The Honeywell Home trademark is used under a long-term license from Honeywell International Inc.
This release contains “forward-looking statements.” All statements, other than statements of fact, that address activities, events or developments that we or our management intend, expect, project, believe or anticipate will or may occur in the future are forward-looking statements. Although we believe forward-looking statements are based upon reasonable assumptions, such statements involve known and unknown risks, uncertainties, and other factors, which may cause the actual results or performance of the company to be materially different from any future results or performance expressed or implied by such forward-looking statements. Such risks and uncertainties include, but are not limited to, those described under the headings “Risk Factors” and “Cautionary Statement Concerning Forward-Looking Statements” in our Annual Report on Form 10-K for the year ended Dec. 31, 2018 filed with the Securities and Exchange Commission (“SEC”). You are cautioned not to place undue reliance on these forward-looking statements, such as guidance regarding 2019 and 2023 and our planned $50 million cost program, which speak only as of the date of this release. Forward looking statements are not guarantees of future performance, and actual results, developments and business decisions may differ from those envisaged by our forward-looking statements.
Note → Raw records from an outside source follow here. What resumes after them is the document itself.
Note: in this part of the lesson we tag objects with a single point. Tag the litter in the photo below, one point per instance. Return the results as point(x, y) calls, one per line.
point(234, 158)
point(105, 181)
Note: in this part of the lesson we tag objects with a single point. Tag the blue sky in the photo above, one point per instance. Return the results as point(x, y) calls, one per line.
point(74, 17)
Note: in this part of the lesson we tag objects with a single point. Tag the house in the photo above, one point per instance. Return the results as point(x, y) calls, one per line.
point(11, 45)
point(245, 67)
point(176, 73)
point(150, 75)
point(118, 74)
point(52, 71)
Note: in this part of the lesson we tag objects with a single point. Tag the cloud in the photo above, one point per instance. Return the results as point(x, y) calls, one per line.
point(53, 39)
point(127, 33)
This release includes EBITDA, Adjusted EBITDA, Adjusted EBITDA excluding Honeywell reimbursement agreement payments, Segment Adjusted EBITDA, Adjusted Net Income, Adjusted Net Income excluding Honeywell reimbursement agreement payments, adjusted basic and diluted net income per share, constant currency growth, and other financial measures not compliant with generally accepted accounting principles in the United States (GAAP). The non-GAAP financial measures are adjusted for certain items above and may not be directly comparable to similar measures used by other companies in our industry, as other companies may define such measures differently. Management believes that, when considered together with reported amounts, these measures are useful to investors and management in understanding our ongoing operations and in analysis of ongoing operating trends and provide useful additional information relating to our operations and financial condition. These metrics should be considered in addition to, and not as replacements for, the most comparable GAAP measure. Refer to the tables above in this release for reconciliations of non-GAAP financial measures to the most directly comparable GAAP measures. We believe EBITDA, Adjusted EBITDA excluding Honeywell reimbursement agreement payments, Segment Adjusted EBITDA, Adjusted Net Income, Adjusted Net Income excluding Honeywell reimbursement agreement payments, adjusted basic and diluted net income per share, and constant currency growth are important indicators of operating performance. For reconciliations of these measures to the most directly comparable GAAP financial measures to the extent that they are available without unreasonable effort, please refer to the tables above in this release. They should be read in connection with our financial statements presented in accordance with GAAP.
A reconciliation of Adjusted EBITDA to the corresponding GAAP measure is not available on a forward-looking basis without unreasonable efforts due to the impact and timing on future operating results arising from items excluded from these measures, particularly environmental expense, Honeywell reimbursement agreement expense or gain, stock compensation expense, and other non-operating expense (income).